It had to be surreal for Dontrelle Willis, walking back into the Fitch Park clubhouse all these years later.

The room had been abandoned after a storm cut short the workout on a cold, gray, rainy Wednesday that felt more like Chicago than Arizona. The Cubs had packed their stuff into garbage bags and boxes for the move up the street to HoHoKam Stadium.

Willis sat on a stool in front of his corner locker, getting his things in order, pulling apart a pack of blue stirrups. The emptiness there only amplified his voice. He talked loud and fast, laughing at the punch lines to his stories.

Listening to the stream of consciousness was like watching the funky left-handed delivery that once made Willis one of the most exciting players in baseball, the National League’s Rookie of the Year in 2003 and a World Series champion with the Marlins.

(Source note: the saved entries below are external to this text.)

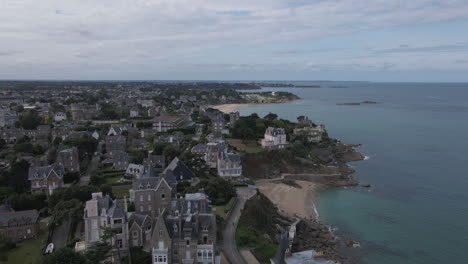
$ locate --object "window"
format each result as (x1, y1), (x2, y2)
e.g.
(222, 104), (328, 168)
(133, 231), (138, 238)
(140, 205), (144, 212)
(159, 230), (163, 236)
(114, 219), (122, 224)
(186, 240), (190, 246)
(161, 194), (165, 199)
(148, 205), (151, 211)
(117, 239), (123, 248)
(146, 225), (152, 231)
(139, 195), (143, 202)
(148, 194), (151, 201)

After a stunning rise and a mysterious fall, Willis is back in minor-league camp with the Cubs. The kid out of Encinal High School in Alameda, Calif., an eighth-round pick in the 2000 draft, thought of his wife and three daughters and snapped his fingers.

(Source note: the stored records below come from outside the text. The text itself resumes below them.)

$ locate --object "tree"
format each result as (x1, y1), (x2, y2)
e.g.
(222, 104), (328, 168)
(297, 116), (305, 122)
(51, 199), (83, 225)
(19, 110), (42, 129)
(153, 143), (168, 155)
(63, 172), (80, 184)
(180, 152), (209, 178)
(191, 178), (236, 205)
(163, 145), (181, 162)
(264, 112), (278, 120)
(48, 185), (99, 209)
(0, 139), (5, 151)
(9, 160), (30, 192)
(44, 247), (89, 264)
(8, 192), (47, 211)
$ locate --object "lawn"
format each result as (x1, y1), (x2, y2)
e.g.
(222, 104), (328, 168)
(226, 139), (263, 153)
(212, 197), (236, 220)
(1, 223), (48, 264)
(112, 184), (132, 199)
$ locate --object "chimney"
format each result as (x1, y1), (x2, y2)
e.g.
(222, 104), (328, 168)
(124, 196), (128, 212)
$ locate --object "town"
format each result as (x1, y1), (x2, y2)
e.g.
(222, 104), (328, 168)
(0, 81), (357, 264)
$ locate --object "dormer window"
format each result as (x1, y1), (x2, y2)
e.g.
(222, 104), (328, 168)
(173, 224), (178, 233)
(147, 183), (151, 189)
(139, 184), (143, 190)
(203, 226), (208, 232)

“It’s gone like that,” Willis said. “We laugh about it now, like I’m actually in the same locker room as I was when I was 18, 19 years old. That’s a really cool feeling. Everything comes full circle.

“Me being the quote-unquote ‘31-year-old salty veteran’ is kind of cool.”

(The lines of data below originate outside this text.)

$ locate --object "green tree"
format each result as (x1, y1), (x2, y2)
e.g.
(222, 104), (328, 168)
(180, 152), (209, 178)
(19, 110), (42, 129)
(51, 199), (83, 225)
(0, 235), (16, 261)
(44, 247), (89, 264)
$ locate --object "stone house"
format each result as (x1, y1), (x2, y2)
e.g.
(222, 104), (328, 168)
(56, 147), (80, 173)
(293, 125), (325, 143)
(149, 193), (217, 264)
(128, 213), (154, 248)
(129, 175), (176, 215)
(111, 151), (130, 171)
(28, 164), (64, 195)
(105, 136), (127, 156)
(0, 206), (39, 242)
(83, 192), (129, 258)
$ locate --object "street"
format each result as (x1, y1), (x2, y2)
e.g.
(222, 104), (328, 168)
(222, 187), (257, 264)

The weight room still looks the same to Willis, and so do the fields, which is exactly why the Cubs will be keeping up with the Joneses in their brand-new facility on the Mesa/Scottsdale border next spring.

Who knows whether it was trying to live up to the D-Train hype, or handling the fame and fortune that came with some $40 million in career earnings, according to the salary database at Baseball-Reference.com.

Willis hadn’t pitched above Class-A Boise when the Cubs packaged him in a trade for Matt Clement and Antonio Alfonseca in late March 2002. The next year Willis emerged as an All-Star for a Marlins team that would win The Bartman Game and break hearts on the North Side and all across the country.